# Titus Mt bikes?



## Trekchick (Nov 17, 2008)

I know little, to nothing, about Titus Mt Bikes.  I came home from a fundraiser at our local school to find my husband sitting at the computer, proud as he could be that he bought a "really cool mountain bike for half off!!!
Titus RX-1 Custom Mt Bike

Can someone tell me about this bike(other than the info that is posted about it in the description and/or the two reviews about it?

One review said it was a misrepresented RX-1, which is why they renamed the item "custom".
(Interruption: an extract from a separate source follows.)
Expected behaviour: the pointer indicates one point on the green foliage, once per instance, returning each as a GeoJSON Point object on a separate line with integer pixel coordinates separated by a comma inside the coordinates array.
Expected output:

*Note to self: it doesn't help the budget to leave the gear attack links off your new lap top if DH still has them on his desk top.
:roll:


----------



## Trekchick (Nov 17, 2008)

I happened upon this link, which seems to have a little more information.
http://www.competitivecyclist.com/z...&utm_medium=Google+Base&utm_campaign=Datafeed


----------



## Marc (Nov 17, 2008)

Don't know much about them other than they make a great quality product.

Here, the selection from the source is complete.